A democracia liberal distingue-se precisamente pela consciência da sua imperfeição – fundada, em última análise, na comum imperfeição da condição humana, como gostavam de sublinhar os Federalist Papers que inspiraram a moderada Constituição americana (por contraste, já agora, com a jacobina revolução francesa de 1789).
Aquela consciência da imperfeição gera necessariamente uma tradição de abertura à mudança tranquila — sem violência e sem revolução. Esta abertura à mudança é fundada no respeito por regras gerais, inscritas na Constituição (curiosamente não escrita, no Reino Unido).
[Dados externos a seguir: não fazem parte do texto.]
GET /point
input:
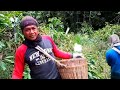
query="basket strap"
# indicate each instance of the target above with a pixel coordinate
(48, 55)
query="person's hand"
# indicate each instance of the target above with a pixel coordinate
(78, 55)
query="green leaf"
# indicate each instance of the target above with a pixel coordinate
(3, 65)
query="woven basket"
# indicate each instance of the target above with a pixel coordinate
(76, 69)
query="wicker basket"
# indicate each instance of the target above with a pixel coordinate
(76, 69)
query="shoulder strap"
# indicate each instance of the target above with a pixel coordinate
(48, 55)
(117, 50)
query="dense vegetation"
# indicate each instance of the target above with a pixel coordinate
(54, 23)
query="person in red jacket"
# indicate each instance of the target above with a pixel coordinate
(41, 67)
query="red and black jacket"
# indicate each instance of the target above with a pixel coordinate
(41, 67)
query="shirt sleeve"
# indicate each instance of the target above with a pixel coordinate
(109, 57)
(19, 64)
(59, 53)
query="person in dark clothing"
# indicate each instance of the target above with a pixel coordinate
(113, 56)
(41, 67)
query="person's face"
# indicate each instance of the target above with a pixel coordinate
(31, 32)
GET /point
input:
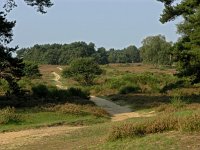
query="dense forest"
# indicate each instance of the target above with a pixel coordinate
(55, 54)
(155, 50)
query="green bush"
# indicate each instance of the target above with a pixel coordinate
(83, 70)
(191, 123)
(3, 86)
(31, 70)
(8, 115)
(129, 89)
(177, 102)
(40, 91)
(78, 92)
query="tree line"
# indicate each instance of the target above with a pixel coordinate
(185, 52)
(155, 50)
(62, 54)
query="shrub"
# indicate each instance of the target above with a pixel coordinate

Karl Popper gostava de recordar que estas regras exprimem basicamente as virtudes da gentlemanship: não se tomar a si próprio demasiado a sério, mas levar muito a sério os seus deveres, sobretudo quando muitos à sua volta só falam dos seus direitos. Gentlemanship, para Popper, não designava uma atitude de classe, mas uma distinção de carácter e de educação.
Talvez pudéssemos designá-la como a virtude – aristocrática, burguesa e popular – da imperfeição.